Every business before its establishment comes across a lot of challenges to deal with. It often appoints a business consultant to guide them through the pros and cons of the market trend and its impact on their business. It is important for a business to figure out every aspect that can impact its business beforehand. This is a calculative risk. Presales helps in analyzing each and every aspect and helps deal with a lot of challenges. One such important factor that needs to be considered about the target company is its ‘Goodwill’ before initiating any business transactions with the target company. To minimize the chances of default of payment, knowing the goodwill of the company is crucial. This helps in framing robust debt recovery policies.
In this article we will elaborately discuss about the goodwill of the company and how it can benefit in framing debt recovery policies.
What is Goodwill of a Company?
Goodwill is an intangible asset which represents non-physical items that add to a company’s value but cannot be easily identified or valued.
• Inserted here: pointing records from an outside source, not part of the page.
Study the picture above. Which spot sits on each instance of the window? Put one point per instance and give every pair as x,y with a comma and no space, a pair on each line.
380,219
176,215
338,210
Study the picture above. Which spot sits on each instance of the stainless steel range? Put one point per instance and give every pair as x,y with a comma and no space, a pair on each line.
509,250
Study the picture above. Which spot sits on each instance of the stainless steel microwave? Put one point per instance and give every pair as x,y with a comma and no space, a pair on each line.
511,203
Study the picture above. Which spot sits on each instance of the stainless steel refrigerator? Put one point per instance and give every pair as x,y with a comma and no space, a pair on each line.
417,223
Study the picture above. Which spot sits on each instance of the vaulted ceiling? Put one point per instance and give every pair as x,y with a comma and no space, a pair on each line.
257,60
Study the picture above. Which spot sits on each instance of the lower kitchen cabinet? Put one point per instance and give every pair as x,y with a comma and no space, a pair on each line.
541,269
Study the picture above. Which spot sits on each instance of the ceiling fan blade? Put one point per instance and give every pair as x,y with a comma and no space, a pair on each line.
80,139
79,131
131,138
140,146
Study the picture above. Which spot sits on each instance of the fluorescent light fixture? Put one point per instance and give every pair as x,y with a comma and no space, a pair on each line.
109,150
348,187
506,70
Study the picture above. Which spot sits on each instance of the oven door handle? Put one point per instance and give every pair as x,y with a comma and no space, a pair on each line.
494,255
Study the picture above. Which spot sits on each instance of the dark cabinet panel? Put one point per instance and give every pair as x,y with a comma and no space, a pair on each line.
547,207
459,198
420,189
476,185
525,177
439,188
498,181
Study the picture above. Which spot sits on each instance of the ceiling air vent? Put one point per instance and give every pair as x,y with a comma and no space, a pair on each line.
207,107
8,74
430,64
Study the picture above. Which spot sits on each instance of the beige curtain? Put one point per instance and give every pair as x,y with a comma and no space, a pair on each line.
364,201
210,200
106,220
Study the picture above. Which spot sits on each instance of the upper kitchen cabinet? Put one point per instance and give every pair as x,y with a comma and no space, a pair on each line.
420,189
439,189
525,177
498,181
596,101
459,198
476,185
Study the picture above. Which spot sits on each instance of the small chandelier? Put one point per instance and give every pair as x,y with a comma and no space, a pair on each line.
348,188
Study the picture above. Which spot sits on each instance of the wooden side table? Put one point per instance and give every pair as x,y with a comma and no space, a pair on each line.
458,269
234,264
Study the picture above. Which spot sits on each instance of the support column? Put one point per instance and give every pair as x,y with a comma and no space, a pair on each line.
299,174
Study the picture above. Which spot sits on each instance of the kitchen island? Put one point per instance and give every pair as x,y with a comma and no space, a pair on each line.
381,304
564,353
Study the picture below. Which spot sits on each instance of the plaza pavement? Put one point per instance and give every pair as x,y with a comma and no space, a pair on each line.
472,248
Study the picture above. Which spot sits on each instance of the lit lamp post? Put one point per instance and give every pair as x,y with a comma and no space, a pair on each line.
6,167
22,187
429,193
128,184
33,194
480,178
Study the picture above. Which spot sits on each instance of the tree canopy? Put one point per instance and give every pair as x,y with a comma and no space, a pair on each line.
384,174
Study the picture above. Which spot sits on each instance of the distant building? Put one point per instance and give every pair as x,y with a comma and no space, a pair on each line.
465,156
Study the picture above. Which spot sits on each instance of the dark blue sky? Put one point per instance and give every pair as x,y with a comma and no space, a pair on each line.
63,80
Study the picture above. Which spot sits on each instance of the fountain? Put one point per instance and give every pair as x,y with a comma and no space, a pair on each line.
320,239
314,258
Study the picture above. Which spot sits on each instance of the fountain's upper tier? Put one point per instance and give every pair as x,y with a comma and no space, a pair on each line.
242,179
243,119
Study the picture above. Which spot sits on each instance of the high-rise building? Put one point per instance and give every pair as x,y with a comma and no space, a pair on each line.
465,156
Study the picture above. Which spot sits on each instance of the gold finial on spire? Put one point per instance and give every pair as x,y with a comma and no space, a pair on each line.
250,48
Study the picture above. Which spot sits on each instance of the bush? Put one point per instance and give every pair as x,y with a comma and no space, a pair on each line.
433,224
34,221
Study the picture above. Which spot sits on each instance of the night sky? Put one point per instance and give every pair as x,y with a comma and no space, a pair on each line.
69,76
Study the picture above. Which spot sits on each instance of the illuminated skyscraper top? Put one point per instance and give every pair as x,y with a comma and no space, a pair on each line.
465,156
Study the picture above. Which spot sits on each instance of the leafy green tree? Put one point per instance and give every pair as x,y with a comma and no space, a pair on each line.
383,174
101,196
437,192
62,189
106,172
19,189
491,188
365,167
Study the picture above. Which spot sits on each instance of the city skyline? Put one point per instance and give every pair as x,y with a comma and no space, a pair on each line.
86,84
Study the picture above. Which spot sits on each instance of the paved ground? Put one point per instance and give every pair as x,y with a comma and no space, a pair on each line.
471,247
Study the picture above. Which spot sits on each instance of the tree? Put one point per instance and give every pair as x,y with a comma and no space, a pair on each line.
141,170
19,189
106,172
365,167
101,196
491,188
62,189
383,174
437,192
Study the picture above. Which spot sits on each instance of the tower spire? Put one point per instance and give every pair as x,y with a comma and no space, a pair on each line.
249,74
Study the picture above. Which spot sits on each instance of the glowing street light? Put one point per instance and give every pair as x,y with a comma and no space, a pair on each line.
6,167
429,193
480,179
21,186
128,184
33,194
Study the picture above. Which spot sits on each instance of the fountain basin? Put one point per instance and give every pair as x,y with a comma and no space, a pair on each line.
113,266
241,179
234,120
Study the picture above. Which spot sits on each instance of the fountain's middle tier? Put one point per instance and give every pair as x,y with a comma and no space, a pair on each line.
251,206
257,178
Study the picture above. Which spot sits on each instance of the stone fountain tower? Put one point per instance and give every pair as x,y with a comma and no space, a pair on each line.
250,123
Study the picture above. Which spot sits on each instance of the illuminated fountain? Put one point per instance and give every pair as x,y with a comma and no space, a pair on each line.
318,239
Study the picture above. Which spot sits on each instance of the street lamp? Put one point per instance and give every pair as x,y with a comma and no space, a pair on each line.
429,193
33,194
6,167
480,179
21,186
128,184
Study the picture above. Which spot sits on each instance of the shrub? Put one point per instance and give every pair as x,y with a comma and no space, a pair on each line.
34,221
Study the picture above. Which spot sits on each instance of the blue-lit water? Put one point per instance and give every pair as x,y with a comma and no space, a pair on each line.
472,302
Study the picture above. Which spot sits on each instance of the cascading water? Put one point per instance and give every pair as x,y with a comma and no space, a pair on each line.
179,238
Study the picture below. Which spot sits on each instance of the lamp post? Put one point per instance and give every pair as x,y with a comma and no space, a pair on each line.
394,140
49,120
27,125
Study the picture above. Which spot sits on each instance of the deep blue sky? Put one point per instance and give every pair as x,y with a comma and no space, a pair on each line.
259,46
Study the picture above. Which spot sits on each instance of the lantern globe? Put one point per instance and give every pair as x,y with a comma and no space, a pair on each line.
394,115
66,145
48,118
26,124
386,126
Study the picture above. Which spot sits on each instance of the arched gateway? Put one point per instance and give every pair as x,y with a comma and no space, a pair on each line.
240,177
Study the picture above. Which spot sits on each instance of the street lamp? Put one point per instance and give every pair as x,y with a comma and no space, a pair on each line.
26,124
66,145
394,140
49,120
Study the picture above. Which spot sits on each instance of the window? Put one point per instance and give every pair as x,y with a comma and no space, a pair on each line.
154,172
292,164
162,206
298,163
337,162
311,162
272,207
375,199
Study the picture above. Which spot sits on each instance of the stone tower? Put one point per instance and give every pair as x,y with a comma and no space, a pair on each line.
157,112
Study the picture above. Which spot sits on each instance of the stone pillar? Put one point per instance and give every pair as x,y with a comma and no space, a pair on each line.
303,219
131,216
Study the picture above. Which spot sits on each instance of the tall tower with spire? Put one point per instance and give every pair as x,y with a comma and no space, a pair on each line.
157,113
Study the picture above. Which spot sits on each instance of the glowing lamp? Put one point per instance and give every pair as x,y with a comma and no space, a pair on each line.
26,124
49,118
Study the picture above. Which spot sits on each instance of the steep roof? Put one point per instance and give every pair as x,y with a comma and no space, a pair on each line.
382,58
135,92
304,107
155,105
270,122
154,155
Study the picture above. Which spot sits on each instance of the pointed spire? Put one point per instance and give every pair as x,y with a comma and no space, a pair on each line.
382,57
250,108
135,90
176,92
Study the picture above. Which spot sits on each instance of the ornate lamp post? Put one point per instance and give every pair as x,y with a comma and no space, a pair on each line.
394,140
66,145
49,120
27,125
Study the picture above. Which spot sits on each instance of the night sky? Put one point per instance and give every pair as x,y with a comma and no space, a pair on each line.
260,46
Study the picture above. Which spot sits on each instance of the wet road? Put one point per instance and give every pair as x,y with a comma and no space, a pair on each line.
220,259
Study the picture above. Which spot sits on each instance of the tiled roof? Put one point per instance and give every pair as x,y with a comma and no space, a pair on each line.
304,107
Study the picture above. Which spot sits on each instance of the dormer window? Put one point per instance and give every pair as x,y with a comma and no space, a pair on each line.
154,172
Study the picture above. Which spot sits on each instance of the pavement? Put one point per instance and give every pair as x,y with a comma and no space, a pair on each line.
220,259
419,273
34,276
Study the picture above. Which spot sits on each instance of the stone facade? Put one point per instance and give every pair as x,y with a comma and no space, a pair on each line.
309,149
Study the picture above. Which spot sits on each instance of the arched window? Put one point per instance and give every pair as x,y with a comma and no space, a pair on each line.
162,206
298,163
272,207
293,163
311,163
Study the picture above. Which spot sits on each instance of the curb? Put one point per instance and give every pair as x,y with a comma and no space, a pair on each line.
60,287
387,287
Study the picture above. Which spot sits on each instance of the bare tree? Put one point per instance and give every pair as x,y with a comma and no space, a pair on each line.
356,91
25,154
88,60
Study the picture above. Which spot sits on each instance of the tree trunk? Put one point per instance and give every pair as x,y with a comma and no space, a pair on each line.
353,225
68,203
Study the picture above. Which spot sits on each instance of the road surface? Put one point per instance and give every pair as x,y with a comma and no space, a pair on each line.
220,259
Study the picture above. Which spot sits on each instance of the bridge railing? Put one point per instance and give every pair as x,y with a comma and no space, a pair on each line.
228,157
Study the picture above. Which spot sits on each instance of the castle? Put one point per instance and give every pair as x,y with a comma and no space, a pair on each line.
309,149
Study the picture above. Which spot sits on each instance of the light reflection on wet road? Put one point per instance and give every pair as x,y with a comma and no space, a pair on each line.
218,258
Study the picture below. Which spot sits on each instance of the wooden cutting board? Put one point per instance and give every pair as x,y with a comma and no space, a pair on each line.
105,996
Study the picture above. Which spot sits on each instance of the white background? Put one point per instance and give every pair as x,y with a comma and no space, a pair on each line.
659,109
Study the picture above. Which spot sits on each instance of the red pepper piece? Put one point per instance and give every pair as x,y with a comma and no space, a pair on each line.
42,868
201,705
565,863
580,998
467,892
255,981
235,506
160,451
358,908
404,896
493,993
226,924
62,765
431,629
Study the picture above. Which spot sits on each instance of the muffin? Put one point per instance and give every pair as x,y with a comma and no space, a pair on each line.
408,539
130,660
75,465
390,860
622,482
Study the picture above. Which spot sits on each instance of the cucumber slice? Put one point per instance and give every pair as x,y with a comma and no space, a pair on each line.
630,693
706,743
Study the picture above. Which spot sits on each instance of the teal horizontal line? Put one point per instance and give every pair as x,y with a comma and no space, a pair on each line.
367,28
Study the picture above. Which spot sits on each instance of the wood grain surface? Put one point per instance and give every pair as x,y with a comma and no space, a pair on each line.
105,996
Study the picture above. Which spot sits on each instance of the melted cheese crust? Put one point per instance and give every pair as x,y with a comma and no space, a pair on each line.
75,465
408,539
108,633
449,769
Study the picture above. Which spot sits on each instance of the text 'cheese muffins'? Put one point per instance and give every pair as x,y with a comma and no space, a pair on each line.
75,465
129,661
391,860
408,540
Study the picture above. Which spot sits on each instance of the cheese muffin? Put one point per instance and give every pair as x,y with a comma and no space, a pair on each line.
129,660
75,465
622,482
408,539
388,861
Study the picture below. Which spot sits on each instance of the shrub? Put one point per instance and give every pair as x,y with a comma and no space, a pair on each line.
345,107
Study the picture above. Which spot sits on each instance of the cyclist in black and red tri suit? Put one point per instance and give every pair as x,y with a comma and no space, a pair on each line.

Although they cannot easily be calculated, intangible assets significantly contribute to a company’s success and value.
“The goodwill of a business is the whole advantage of the reputation and connection with customers together with the circumstances, whether of habit or otherwise, which tend to make that connection permanent. It represents in connection with any business or business product the value of the attraction to the customers which the name and reputation possesses.”- Halsbury’s Laws of England (4th edition, Vol. 35)
How to determine the Goodwill of a company?
Goodwill of a company can be determined by the following ways mentioned below:
- Some companies mention the value of their intangible assets in the balance sheet of the company as goodwill.
- One can conduct an informal investigation or survey to find out the credibility of the target company from their clients.
- One can keep themselves updated with the Fortune India 500 lists and rankings.
- One can keep themselves updated with business magazines and economics times newspapers.
- From the legal status of the company whether it is functioning in a sound legal state or not. Whether any litigation is pending or not.
How is goodwill beneficial for debt recovery management?
Goodwill being an intangible asset of a company cannot be calculated, but it is one essential factor of the business sector. Greater the reputation of the company in the market, better will be its services or products whatsoever. When dealing with any business, it is important to anticipate any chances of default from their end. The target company may intentionally or unintentionally fail to pay you after purchasing products on credit or taking services from you. Often fraudulent companies deny to make payment and the creditor keeps on chasing them for recovery. This starts to reflect in the balance sheet of the creditor as bad debts. To prevent oneself from such unnecessary chasing and bad debts, having measures to deal with it beforehand acts beneficial. Hence goodwill is an important factor in framing debt recovery policies safeguarding the company from future possible defaults.
Presales market research is beneficial to any business. Though all the contingencies cannot be mitigated but most of them can be tackled if your business has policies that is foolproof and ready to deal with the uncertain challenges that may surface anytime during the business period. Having knowledge about your customers is an advantage and it certainly helps in taking quick decisions for establishing business relations. Debt recovery management is not a very huge task but an important factor as the money earned by any business is hard earned and ensuring it does not go into loss, robust policies are crucial.